Thank you, Mr. Chair.
I'm not sure I would say that you need to measure it to tax it. I think you can tax it without measuring it.
In the report that we have just issued, “Addressing Base Erosion and Profit Shifting”, we recognize or acknowledge that we don't know the amounts, and they are almost impossible to calculate. On the tax fraud part, you may have some methodologies to give you some ideas. You referred to the U.S. or the U.K. calculating the tax gap, but that's about fraud. When it's about avoidance, I think it's almost impossible to come to a number, and that's why we say tax it, and then you can measure what you tax. That's where you can get the difference.

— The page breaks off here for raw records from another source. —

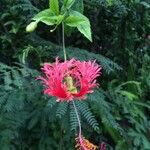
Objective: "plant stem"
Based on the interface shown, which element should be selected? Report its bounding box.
[72,101,81,137]
[62,22,67,61]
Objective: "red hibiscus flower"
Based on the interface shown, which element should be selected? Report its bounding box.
[38,58,101,101]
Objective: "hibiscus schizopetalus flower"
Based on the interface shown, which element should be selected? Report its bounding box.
[38,58,101,101]
[76,136,98,150]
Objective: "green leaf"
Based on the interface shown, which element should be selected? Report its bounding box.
[120,90,138,101]
[65,16,85,27]
[70,10,92,42]
[49,0,59,15]
[72,0,84,14]
[64,0,75,9]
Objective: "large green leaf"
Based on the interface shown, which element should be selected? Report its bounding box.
[64,0,75,9]
[32,9,56,25]
[33,9,63,25]
[70,10,92,42]
[49,0,59,15]
[65,15,85,27]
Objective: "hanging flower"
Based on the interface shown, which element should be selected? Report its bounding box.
[75,136,98,150]
[75,136,106,150]
[38,58,101,101]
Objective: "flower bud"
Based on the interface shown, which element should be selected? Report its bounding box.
[26,22,37,32]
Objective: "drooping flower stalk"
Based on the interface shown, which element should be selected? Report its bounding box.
[38,23,101,150]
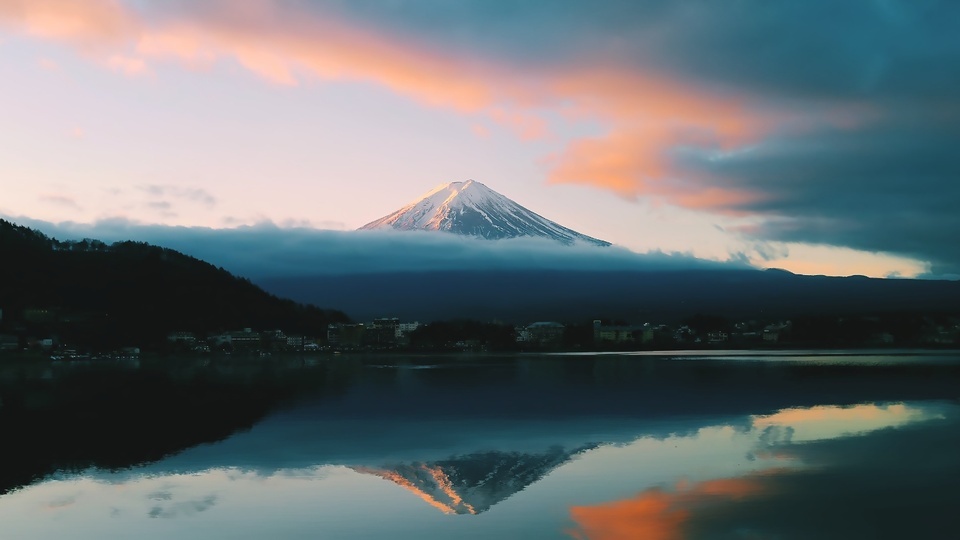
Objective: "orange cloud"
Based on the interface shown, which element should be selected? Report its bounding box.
[0,0,137,46]
[567,478,763,540]
[0,0,824,211]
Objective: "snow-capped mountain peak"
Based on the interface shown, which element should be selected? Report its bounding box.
[360,180,610,246]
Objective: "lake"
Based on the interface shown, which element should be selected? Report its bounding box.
[0,351,960,540]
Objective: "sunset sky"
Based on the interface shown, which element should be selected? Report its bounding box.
[0,0,960,277]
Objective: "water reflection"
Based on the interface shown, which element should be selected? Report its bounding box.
[0,352,960,540]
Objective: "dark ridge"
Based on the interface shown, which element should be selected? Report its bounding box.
[0,220,348,350]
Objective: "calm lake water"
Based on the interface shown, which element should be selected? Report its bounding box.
[0,352,960,540]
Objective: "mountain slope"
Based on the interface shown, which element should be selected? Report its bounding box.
[0,220,347,348]
[354,444,599,514]
[360,180,610,246]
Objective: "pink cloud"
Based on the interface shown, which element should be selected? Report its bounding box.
[0,0,856,212]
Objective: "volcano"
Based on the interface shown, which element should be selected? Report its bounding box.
[360,180,610,246]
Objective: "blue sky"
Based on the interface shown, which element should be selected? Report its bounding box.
[0,0,960,277]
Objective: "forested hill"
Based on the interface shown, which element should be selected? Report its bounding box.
[0,220,348,347]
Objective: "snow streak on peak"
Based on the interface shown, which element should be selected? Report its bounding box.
[360,180,610,246]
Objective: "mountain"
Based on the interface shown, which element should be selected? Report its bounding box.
[360,180,610,246]
[259,269,960,323]
[353,444,599,514]
[0,220,348,350]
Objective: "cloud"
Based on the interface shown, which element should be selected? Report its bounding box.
[40,194,81,210]
[147,495,217,519]
[140,184,217,206]
[0,0,960,274]
[684,113,960,273]
[568,478,763,540]
[5,218,750,279]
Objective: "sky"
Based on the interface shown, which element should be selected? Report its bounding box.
[0,0,960,278]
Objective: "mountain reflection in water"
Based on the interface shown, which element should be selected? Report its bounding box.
[0,356,960,539]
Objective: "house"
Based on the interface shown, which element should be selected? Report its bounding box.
[522,321,564,345]
[593,320,654,343]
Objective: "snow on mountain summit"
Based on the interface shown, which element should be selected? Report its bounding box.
[360,180,610,246]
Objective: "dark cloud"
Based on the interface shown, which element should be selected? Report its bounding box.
[316,0,960,274]
[314,0,960,101]
[3,218,749,279]
[679,115,960,274]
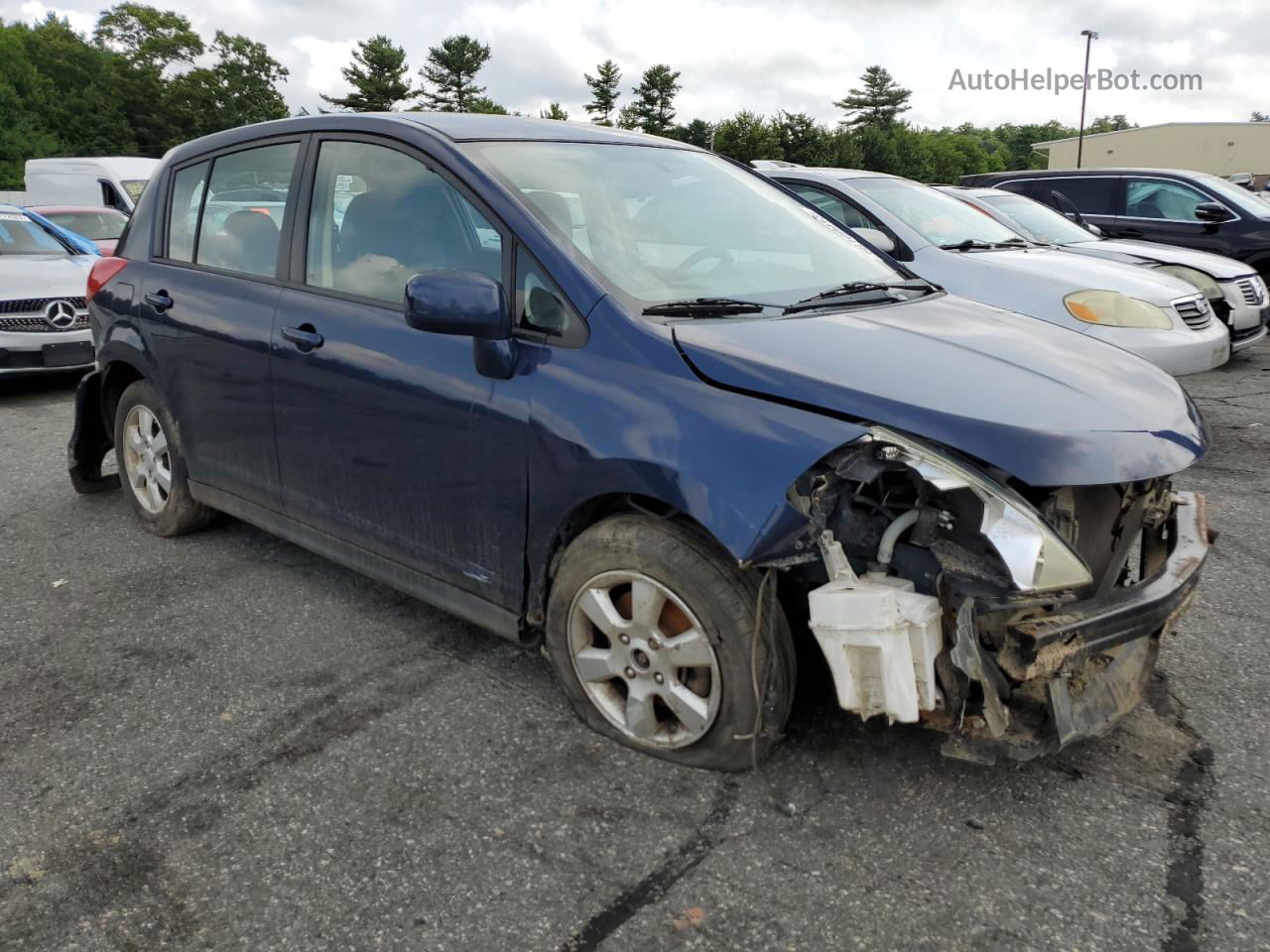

So to try to sum up, I think going for calculating the tax gap is an avenue you can explore, and at the OECD we don't have strong views on whether it's better or not, but what I can tell you is that if you don't measure it, you can still tax it and you have to tax it. I refer to the BEPS report, base erosion and profit shifting report, where you can find some other elements to measure. For instance, if you refer to that foreign direct investment, when you see some very small jurisdictions accounting for more than 25% of investment in India—that's the case of Mauritius—or the British Virgin Islands being in the top 10 investors in Russia or in China, you guess that there is a problem there, and what you need to do is to track the problem by making the analysis.